Jean-Paul Emorine : « Il faut relégitimer la PAC »

Catégories
Passage média · Républicains Sénat · 3 décembre 2010

Avec trois autres sénateurs UMP et PS, Jean-Paul Emorine a rédigé un rapport d’information « Redonner du sens à la PAC ».

La volatilité des prix est une cause du désarroi agricole. Comment la Politique Agricole Commune (PAC) peut-elle la régler ?

On ne peut pas continuer avec cette volatilité des prix ni avec une agriculture sous perfusion comme elle l’est aujourd’hui. Nous prônons une régulation qui intègre le prix de revient des produits agricoles, accompagnée d’aides compensatoires et non pas de droits à prime unique.

Y a-t-il un espoir de retour à des prix rémunérateurs ?

Actuellement, nous sommes plutôt en baisse de productivité, voyez le cours du blé qui s’enflamme avec le manque. Les terres sont de plus en plus recherchées. Les produits devraient donc connaître des prix rémunérateurs. Par contre, d’accord pour des aides compensatoires de handicap. Aujourd’hui, on ne peut plus continuer dans le sens, par exemple, d’une aide aux céréales basée sur la capacité de production des terres et une référence historique très inégalitaire. Dans le contexte de cours élevés des céréales, c’est injustifiable.

À propos de référence historique, les quotas laitiers doivent-ils disparaître ?

Ils ont déjà disparu, on ne peut pas combattre leur disparition. On considère que dans le cadre d’une contractualisation à 4 ou 5 ans des producteurs avec leur laiterie, qu’un prix de lait pourra être établi et limiter l’effondrement du cours lié à un excédent de production.

Les Allemands, les Polonais sont convaincus du bien-fondé de la contractualisation. Suffira-t-elle??

En France, l’observatoire des marges et des prix va suivre cela. Tant mieux, on avait besoin de transparence.
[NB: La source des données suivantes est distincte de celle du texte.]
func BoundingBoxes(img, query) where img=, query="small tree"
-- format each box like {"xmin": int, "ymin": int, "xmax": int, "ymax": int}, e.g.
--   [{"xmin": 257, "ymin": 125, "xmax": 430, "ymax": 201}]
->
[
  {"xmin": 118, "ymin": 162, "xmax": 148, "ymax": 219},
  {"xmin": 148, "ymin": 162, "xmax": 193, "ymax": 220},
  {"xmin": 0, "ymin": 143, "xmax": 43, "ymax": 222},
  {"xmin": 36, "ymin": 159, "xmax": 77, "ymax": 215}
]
L’écoconditionnalité des aides atteint un niveau oppressant pour les agriculteurs. Que faut-il y changer ?

La contrainte des bandes enherbées est intégrée par les céréaliers. Celle des mises aux normes des bâtiments d’élevage l’est moins. Tout en gardant les objectifs, on pourrait donner plus de temps aux éleveurs.

Comment sentez-vous les négociations qui s’engagent sur la PAC ?

Il ne faut pas essayer d’avoir raison tout seul mais convaincre d’autres pays. Aujourd’hui, les Allemands, les Polonais et les Français sont d’accord pour préserver l’activité économique de l’élevage. On peut même dire qu’en dehors de la Grande Bretagne et des Pays-Bas, tous les pays sont sur une même longueur d’onde, mais rien n’est gagné. On se distingue de la commission européenne par les compensations de handicap que nous verrions mieux dans le second que dans le premier pilier. Mais nous sommes tous contre une renationalisation de la PAC.